A vital checkpoint in the apoptosis pathway is the ratio of pro-apoptotic (Bax) to anti-apoptotic (Bcl-2) BH domain proteins. Downstream, two mechanisms that are likely to be involved in SAH-induced neuronal cell death are caspase activation and mitochondrial dysfunction, as indicated by the increased cytoplasmic cytochrome c levels [21].
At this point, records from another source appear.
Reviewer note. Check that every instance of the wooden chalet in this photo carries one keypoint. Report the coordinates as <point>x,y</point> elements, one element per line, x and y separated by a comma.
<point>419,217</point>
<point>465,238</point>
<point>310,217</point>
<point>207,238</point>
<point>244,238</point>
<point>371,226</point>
In the present study, an SAH model in the rat chiasmatic cistern was established. The expression levels of CIRP, Bax, Bcl-2, caspase-9, caspase-3, and cytochrome c in the treatment and control groups were quantified to explore the effects of hypothermia treatment on the degree of induction of CIRP in the rat brain tissue and its correlation to the recovery from early brain damage. Based on previous findings, we hypothesized that CIRP may play a hitherto unexplored role in the early stages of brain damage caused by SAH and also focused on apoptosis related markers.

2. Materials and Methods

2.1. Animals

One-hundred and thirty-eight Sprague-Dawley rats (300–350 g, only male rats were chosen to avoid possible gender differences) were used in the experiments. To adapt to the environment, rats were housed for 1 week prior to the experiments under standard husbandry conditions as follows: room temperature 22 to 25 °C; 12-h light/dark cycle; relative humidity 50–60%; access to standard chow and water ad libitum. Twelve hours prior to an experiment, food was withheld but free access to water was granted. All experimental procedures were approved by the Animal Care and Use Committee of Nanjing University and were performed in accordance with the Guidelines for the Humane Treatment of Laboratory Animals (Ministry of Science and Technology of the People’s Republic of China, Policy No. 2006398).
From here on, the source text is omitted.